I calculated and found
$$
K(t) = \left[ \begin{array}{cc}
\sin^2 t & \sin t \cos t\\
\sin t \cos t & \cos^2 t
\end{array} \right]
$$
Obviously, $\mbox{det}[K(t)] = 0$ for all $t \in \mathbf{R}$.
Thus, $K(t)$ is singular for all values of $t$.
Moreover,
$$
I = \int\limits_0^{2 \pi} \ \left[ \begin{array}{cc}
\sin^2 t & \sin t \cos t\\
\sin t \cos t & \cos^2 t
\end{array} \right] \ dt = {1 \over 2}
\int\limits_0^{2 \pi} \ \left[ \begin{array}{cc}
1 – \cos 2 t & \sin 2 t \\
\sin 2 t \cos t & 1 + \cos 2 t
\end{array} \right] \ dt
$$
Integrating, we get
$$
I = {1 \over 2} \left[ \begin{array}{cc}
t – {\sin 2 t \over 2} & – {\cos 2 t \over 2} \\[2mm]

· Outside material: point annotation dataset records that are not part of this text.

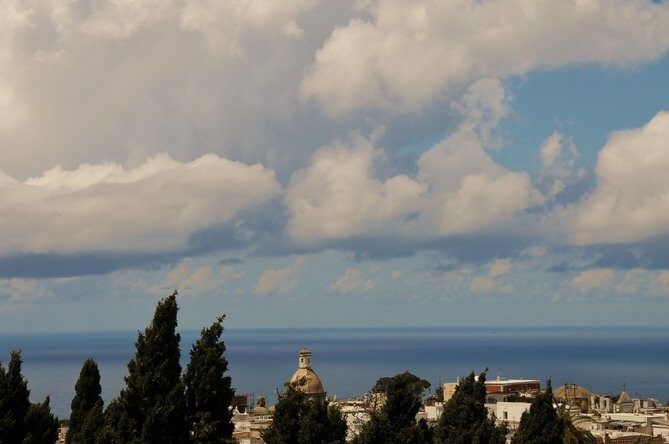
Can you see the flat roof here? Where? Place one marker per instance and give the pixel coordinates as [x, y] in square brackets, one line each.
[513, 381]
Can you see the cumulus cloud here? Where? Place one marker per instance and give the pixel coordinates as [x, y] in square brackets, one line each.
[195, 279]
[631, 200]
[226, 24]
[405, 56]
[279, 281]
[500, 267]
[154, 207]
[482, 284]
[353, 281]
[337, 196]
[594, 278]
[176, 76]
[458, 187]
[21, 290]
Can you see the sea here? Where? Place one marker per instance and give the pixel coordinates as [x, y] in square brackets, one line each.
[349, 360]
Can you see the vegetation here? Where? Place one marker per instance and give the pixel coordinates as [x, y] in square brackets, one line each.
[466, 419]
[208, 389]
[86, 417]
[152, 408]
[394, 421]
[21, 421]
[544, 424]
[41, 425]
[304, 419]
[160, 405]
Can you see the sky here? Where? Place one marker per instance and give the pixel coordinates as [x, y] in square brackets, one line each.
[334, 163]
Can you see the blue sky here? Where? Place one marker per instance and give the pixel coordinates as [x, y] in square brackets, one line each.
[320, 163]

– {\cos 2 t \over 2} & t + {\sin 2 t \over 2}
\end{array} \right]_0^{2 \pi} = \left[ \begin{array}{cc}
\pi & 0 \\
0 & \pi
\end{array} \right]
$$
Clearly, $\mbox{det}(I) = \pi^2 \neq 0$.
Thus, the definite integral of a singular matrix need not be singular.
I hope that the calculations (example) are correct. Any other simple example?
Is there any control theoretic interpretation for this example? (Exercise problem)
Best Answer
Here another example:
$K(t)= \left( {\begin{array}{*{20}c} {e^{2t} } & {te^t } \\ {te^t } & {t^2 } \\ \end{array}} \right) $
Of course it is singular for every $t$ but its integral over $[0,2]$ is
$ I = \left[ {\left( {\begin{array}{*{20}c} {\frac{{e^{2t} }}{2}} & {e^t \left( {t - 1} \right)} \\ {e^t \left( {t - 1} \right)} & {\frac{{t^3 }}{3}} \\ \end{array}} \right)} \right]_0^2 = \frac{{e^4 }}{3} - 2e^2 - \frac{7}{3} $